During the Budget, Philip Hammond’s housing announcements came thick and fast.
So, what should we make of them? Do they go far enough, or was it just political smoke and mirrors?
First, it has been clear, from the housing white paper to the Conservative Party conference and now today’s Budget, that there is ongoing resolve from this government to fix Britain’s broken housing market.
Huge strides have already been taken, and the chancellor today offered a raft of measures that should be another shot in the arm for housing. Day-by-day, the pieces of the housing jigsaw are falling into place, but we are not quite there yet.
New capital funding of £15.3bn and investment in construction skills to increase delivery to 300,000 homes a year is very welcome, but we need to see and unpick the detail.
The stamp duty cut is great news for homebuyers and great news for housebuilders, but home ownership remains out of reach for many. The average income of an L&Q social housing resident is £14,000. Alongside initiatives to help first-time buyers we need to see major investment in secure affordable rented housing.
For existing residents, we are particularly pleased with the £1.5bn package for universal credit changes. There have quite rightly been serious concerns about these reforms, and the measures announced today will go some way to easing them.

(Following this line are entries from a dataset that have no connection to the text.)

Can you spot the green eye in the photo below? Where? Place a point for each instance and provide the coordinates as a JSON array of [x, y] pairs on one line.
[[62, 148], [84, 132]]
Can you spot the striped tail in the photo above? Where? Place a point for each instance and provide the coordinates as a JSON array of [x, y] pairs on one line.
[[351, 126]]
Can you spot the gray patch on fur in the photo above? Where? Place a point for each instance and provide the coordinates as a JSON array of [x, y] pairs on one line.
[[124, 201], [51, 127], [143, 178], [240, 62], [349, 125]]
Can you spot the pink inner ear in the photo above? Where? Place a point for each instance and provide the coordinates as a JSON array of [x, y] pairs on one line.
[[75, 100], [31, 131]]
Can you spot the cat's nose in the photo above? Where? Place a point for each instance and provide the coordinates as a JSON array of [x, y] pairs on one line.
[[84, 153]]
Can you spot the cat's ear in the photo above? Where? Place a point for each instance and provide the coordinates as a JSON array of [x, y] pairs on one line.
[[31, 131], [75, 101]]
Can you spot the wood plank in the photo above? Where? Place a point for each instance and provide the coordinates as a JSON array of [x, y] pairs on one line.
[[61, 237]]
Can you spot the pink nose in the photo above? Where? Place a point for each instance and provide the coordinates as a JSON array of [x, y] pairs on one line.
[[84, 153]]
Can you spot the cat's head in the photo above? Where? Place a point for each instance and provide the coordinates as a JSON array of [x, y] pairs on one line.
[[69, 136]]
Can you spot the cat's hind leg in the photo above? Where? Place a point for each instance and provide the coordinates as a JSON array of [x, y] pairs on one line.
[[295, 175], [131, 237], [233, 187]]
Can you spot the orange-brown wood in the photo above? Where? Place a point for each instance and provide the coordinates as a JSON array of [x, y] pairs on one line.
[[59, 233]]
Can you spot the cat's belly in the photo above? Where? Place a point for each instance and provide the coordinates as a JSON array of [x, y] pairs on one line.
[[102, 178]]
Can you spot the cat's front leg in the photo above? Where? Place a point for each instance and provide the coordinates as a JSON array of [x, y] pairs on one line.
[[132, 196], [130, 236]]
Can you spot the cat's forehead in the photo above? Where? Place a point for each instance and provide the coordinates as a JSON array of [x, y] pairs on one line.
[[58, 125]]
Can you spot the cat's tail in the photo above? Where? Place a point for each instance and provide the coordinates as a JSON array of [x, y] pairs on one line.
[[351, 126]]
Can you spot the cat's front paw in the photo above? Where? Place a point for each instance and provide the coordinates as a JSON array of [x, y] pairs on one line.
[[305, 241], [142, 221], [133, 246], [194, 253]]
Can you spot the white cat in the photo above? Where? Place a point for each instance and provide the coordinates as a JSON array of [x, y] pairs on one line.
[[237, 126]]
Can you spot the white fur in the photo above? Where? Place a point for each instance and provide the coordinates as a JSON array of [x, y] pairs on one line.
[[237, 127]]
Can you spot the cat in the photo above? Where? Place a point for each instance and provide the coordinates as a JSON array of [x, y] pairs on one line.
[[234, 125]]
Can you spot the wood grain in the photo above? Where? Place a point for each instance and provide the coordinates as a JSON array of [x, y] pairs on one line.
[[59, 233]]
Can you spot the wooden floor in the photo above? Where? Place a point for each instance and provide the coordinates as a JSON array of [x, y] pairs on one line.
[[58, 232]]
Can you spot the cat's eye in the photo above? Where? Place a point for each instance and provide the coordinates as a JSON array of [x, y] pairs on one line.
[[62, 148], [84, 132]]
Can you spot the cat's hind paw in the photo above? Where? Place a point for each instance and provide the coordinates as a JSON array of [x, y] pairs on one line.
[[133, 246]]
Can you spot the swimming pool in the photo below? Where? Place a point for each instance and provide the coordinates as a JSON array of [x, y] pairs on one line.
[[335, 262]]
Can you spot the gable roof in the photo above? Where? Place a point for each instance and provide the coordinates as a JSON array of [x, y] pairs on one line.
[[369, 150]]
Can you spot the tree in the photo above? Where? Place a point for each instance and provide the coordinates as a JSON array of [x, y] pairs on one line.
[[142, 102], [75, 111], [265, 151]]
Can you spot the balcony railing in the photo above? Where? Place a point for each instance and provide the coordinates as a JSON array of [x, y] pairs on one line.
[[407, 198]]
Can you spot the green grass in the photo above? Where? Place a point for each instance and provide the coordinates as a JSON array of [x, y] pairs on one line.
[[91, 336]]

It was also heartening to see significant measures announced that will support local authorities in meeting local housing need.
Lifting borrowing caps to build more council housing in “high-demand areas”, grants for strategic infrastructure, funding to regenerate housing estates and unlock strategic sites for development, and giving powers to charge 100% council tax premium on empty properties should help local authorities address their various housing challenges.
On the whole, I believe today’s Budget sends further strong signals about the government’s determination fix Britain’s broken housing market, which is underpinned by a personal commitment from the prime minister.
L&Q will enable the delivery of 100,000 new homes over the next ten years, and we stand ready to work in partnership with government and our local authority partners to identify the missing pieces of the puzzle and make long-term decisions that will lead to shared success.